Another shipment of garden plants arrived today, but they happen to be dormant. I decided to try some summer bulbs from Brent and Becky's Bulbs. Some are hardy, some not. The hardy ones I intend to plant directly in the ground, and the tender ones are going into pots. Except for some oriental Lilies, I've never grown any of these plants before. Today, I planted Bletilla striata and Zephyranthes candida directly in the ground. The Bletilla should be cold-hardy enough, but I'm hoping it will find the soil in the woods to its liking. I've been thinking of trying Zephyranthes for a while, and candida is said to be one of the hardiest. They went into the ground in front of the house next to some Plumbago.
Friday, April 08, 2005
No, not pictures of chores, although that's an interesting idea. So many gorgeous illustrated garden blogs now, but I haven't seen any pictures of the sweat-drenched, mud-crusted gardeners who make them happen. But I won't be the first one to post that kind of picture; here are the latest pretty ones instead.
I planted half the order from Niche Gardens yesterday. The rest are going to have to wait for drier weather, and the place they're going to be planted is one of the last places on the lot to dry out.
So I continued pulling weeds back in the woods. Some Japanese honeysuckle had gotten a good start last year before I noticed it. Wild strawberry had gotten farther out of hand than I thought. And the berry brambles are much more shade-tolerant than I would have expected. Then there's the garlic mustard. When this first popped up back in the woods several years ago, I hadn't started to garden in the woods yet and it looked like a reasonably attractive
weed wildflower so I let it go. Now I know better. It's easy enough to pull up, but there are new seedlings every year. An Iowa Garden has a great post about this pestilential scourge.
Wednesday, April 06, 2005
What a great day! The first really warm weather + the arrival of the first plant order. And the daffodils are almost all in bloom, Virginia bluebells are opening up, and Anemone apennina opened a few flowers yesterday.

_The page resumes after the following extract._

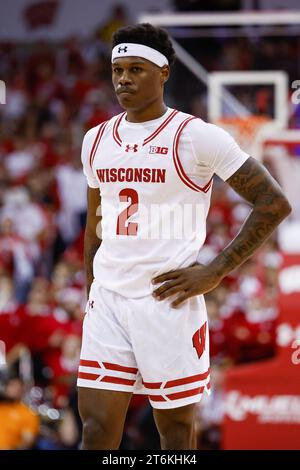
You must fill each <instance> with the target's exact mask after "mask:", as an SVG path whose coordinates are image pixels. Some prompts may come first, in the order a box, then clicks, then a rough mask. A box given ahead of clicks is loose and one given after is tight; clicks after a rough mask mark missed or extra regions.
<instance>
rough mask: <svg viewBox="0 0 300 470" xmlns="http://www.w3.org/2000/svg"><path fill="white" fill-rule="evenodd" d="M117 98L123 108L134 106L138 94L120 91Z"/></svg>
mask: <svg viewBox="0 0 300 470" xmlns="http://www.w3.org/2000/svg"><path fill="white" fill-rule="evenodd" d="M117 98H118V101H119V104H120V106H122V107H123V108H128V107H130V108H131V107H132V106H133V107H134V105H135V103H136V96H135V95H134V94H133V93H120V94H119V95H118V96H117Z"/></svg>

I placed my first order with Niche Gardens this year. They were offering a few native plants I wanted to try: Euonymus americana, Erythronium americanum, and Passiflora incarnata. (Forgot to order the paw-paws. Maybe next year. I wanted these because they're a host plant for the Zebra Swallowtail.) And while I was browsing the catalog, I also decided to try: Abelia chinensis, Agarista populifolia, and Eupatorium coelestinum. The Agarista (aka Leucothoe) will go back in the woods somewhere (hope it won't be too dry for it). The Abelia and Eupatorium are going into my big project for this year - a late summer purple/blue/white mixed shrub and perennial border. More on this later.
And we're celebrating the weather by grilling burgers tonight. First grilling of the season.
Tuesday, April 05, 2005
Deluge, two kinds. First there was about 2 inches of rain last Saturday, then the first of the month bookkeeping flood threatened to drown me. So, it's been too wet to do much in the garden, but I didn't have time either. Lovely weather today though, and even better predicted for tomorrow.
The warmer weather has coaxed out few more flowers, and I uploaded some new pictures today. I wish I had written down all the variety names of the Narcissus I've planted over the years - then I could say something sensible about each one. Instead, I have a lot of "Narcissus, unknown variety". The very early ones that were blooming in the middle of March are now withered, and 'Ice Follies' is not far behind. Still to bloom are the tazetta (or is it jonquilla?) hybrids (more of those unknowns) , with multiple flowers to a stem.